RENAISSANCE DE LA SONARA :
Comment le gouvernement Camerounais veut redonner vie à l’unique raffinerie du pays…

Sept ans après le tragique incendie qui a paralysé ses installations de raffinage à Limbé, la Société Nationale de Raffinage (SONARA), dirigée par Harouna Bako, amorce enfin son grand virage stratégique. Pour son projet de réhabilitation et de modernisation, le ministre des Finances, Louis Paul Motaze, a lancé ce lundi 29 juin 2026 à Yaoundé un « Market Sounding International » décisif pour mobiliser capitaux et partenaires d’envergure.
Par Prince Aristide NGUEUKAM
C’est un signal fort et particulièrement attendu qu’a envoyé le gouvernement camerounais à la communauté financière et industrielle internationale.

Le grand test de marché à Yaoundé
Ce lundi 29 juin 2026, Yaoundé est devenue le centre névralgique des ambitions énergétiques du pays. En ouvrant officiellement la Consultation internationale du marché (Market Sounding International) dédiée au titanesque projet de réhabilitation et de modernisation de la SONARA, le ministre des Finances, Louis Paul Motaze, concrétise une volonté politique de fer : celle de redonner vie à l’unique raffinerie du pays.
Pendant deux jours de travaux intensifs, les 29 et 30 juin, la capitale camerounaise réunit un aréopage d’experts de premier plan, d’investisseurs institutionnels, de bailleurs de fonds internationaux, ainsi que de géants techniques et industriels du secteur pétrolier. Venus de divers horizons géographiques, ces acteurs majeurs scrutent les contours d’une opportunité d’investissement unique en Afrique centrale. L’enjeu dépasse la simple reconstruction ; il s’agit de redéfinir la trajectoire industrielle d’une nation entière.

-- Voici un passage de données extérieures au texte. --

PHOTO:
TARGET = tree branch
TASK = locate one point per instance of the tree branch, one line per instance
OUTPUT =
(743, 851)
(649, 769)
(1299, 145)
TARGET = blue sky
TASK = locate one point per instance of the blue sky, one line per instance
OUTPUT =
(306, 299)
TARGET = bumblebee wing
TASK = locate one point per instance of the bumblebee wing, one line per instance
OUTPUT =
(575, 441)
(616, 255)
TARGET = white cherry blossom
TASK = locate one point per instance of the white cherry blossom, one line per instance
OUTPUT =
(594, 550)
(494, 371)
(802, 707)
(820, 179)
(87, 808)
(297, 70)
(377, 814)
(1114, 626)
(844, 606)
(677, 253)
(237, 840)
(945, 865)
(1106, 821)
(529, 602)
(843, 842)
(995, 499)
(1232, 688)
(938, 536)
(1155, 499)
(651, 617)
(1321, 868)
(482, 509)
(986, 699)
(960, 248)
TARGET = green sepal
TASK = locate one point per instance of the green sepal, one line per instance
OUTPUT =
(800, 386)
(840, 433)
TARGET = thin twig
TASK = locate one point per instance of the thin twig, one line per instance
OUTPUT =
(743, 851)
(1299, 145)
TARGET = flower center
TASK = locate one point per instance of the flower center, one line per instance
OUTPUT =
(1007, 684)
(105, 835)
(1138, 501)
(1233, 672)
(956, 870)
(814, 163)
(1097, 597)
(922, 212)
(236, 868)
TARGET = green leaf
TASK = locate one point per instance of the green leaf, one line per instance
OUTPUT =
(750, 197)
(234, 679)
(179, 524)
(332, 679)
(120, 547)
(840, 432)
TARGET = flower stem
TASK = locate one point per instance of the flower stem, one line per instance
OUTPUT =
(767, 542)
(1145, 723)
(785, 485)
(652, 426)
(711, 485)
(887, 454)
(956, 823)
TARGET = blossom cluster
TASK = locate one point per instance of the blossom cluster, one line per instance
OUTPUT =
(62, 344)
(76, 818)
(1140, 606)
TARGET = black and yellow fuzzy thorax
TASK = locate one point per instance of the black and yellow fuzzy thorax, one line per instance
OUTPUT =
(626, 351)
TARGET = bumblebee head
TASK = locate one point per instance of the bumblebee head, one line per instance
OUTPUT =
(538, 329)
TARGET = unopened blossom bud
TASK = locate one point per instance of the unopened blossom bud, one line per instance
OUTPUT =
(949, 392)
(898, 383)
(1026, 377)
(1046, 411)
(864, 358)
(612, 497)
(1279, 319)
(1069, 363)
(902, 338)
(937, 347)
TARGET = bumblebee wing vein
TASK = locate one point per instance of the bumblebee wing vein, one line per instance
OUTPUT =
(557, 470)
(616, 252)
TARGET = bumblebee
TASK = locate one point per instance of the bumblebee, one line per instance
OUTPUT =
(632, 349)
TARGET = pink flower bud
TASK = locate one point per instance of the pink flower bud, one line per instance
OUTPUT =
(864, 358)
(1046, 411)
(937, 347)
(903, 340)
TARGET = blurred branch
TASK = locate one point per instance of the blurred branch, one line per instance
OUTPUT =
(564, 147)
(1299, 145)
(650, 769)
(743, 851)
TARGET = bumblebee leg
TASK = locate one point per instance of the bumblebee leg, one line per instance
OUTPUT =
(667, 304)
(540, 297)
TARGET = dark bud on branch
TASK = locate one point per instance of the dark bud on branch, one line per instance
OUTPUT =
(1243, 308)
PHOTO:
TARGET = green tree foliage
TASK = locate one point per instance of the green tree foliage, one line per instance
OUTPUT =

Un sursaut après sept ans d’attente
Il aura fallu sept longues années de résilience, de restructuration de la dette et de négociations complexes pour surmonter le traumatisme du sinistre de mai 2019. L’incendie dévastateur qui avait brusquement interrompu les activités de raffinage à Limbé avait transformé la SONARA en une simple structure d’importation et de stockage de produits blancs. Cette dépendance totale aux marchés extérieurs pesait lourdement sur la balance commerciale du pays et sur ses réserves de devises.
Aujourd’hui, le Cameroun franchit une étape majeure. Ce grand test de marché ne vise pas seulement à rebâtir des bacs et des colonnes de distillation, mais à doter le pays d’un outil de dernière génération, capable de traiter le brut lourd local et de répondre aux spécifications environnementales modernes.

Séduire pour mieux bâtir
La démarche du gouvernement camerounais se veut inclusive et transparente. Cette consultation internationale offre une plateforme unique pour évaluer l’appétit du marché, recueillir les contributions techniques des ingénieries les plus chevronnées et nouer des partenariats public-privé (PPP) solides et durables.

Il s’agit de co-construire un modèle économique viable, rentable pour les investisseurs et hautement stratégique pour l’État.
Au-delà des infrastructures physiques, c’est toute la souveraineté énergétique et l’avenir industriel du Cameroun qui se jouent dans les salons de Yaoundé. En modernisant la SONARA, le pays se dote d’un bouclier contre la volatilité des marchés mondiaux de produits raffinés et consolide sa position de hub économique en zone CEMAC.

Ces deux jours d’échanges intenses posent ainsi les jalons de plusieurs décennies de croissance inclusive, de création d’emplois hautement qualifiés et d’opportunités d’affaires majeures pour le tissu industriel camerounais. La renaissance est bel et bien en marche.